People are increasingly worried about privacy, say legal protections fall short

People are increasingly worried about privacy, say legal protections fall short

Technology has had a negative impact on privacy, said a majority of those questioned in a recent global survey

Internet users in countries such as France, Germany and the U.S. are increasingly worried about the impact technology has on privacy, and feel legal protections are insufficient.

In 11 of the 12 countries surveyed as part of a report published by Microsoft on Monday, respondents said that technology's effect on privacy was mostly negative. Most concerned were people in Japan and France, where 68 percent of the respondents thought technology has had a mostly negative impact on privacy.

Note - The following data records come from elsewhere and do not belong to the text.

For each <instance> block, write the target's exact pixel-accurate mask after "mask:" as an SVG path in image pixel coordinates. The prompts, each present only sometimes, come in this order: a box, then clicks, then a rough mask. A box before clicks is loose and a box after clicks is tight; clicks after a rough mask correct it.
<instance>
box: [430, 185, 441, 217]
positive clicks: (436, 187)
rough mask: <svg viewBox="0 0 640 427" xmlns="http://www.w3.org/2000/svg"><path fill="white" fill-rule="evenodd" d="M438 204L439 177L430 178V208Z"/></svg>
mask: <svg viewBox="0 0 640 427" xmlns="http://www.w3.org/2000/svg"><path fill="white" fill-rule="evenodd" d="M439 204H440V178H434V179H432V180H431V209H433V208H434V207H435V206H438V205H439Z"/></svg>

A majority want better legal protections and say the rights of Internet users should be governed by local laws irrespective of where companies are based.

Internet users in India, Indonesia and Russia were the least concerned, according to the survey. In general, those in developing countries were less bothered.

Surveys like this one should always be looked at with a healthy dose of scepticism. But there is little doubt that people are wary of how their personal data is used by companies and governments, according to John Phelan, communications officer at European consumer organization BEUC.

That people shouldn't take privacy for granted has been highlighted on several occasions in just the last week.

Shortly after the horrific Paris shootings, British Prime Minister David Cameron was criticized for saying that authorities should have the means to read all encrypted traffic.

Also, U.S. mobile operator Verizon Wireless found itself in hot water over the way one of its advertising partners used the Unique Identifier Headers Verizon embeds in its customers' Internet traffic to recreate tracking cookies that had been deleted by users. Online advertising company Turn defended its practises, but still said on Friday it would stop using the method by next month.

Worries about privacy aren't likely to subside anytime soon, with more devices becoming connected as part of the expected Internet of Things boom.

The "Views from Around the Globe: 2nd Annual Poll on How Personal Technology is Changing our Lives" survey queried 12,002 Internet users in the U.S., China, India, Brazil, Indonesia, South Africa, South Korea, Russia, Germany, Turkey, Japan and France. It was conducted between Dec. 17 and Jan. 1 by consultancy Penn Schoen Berland.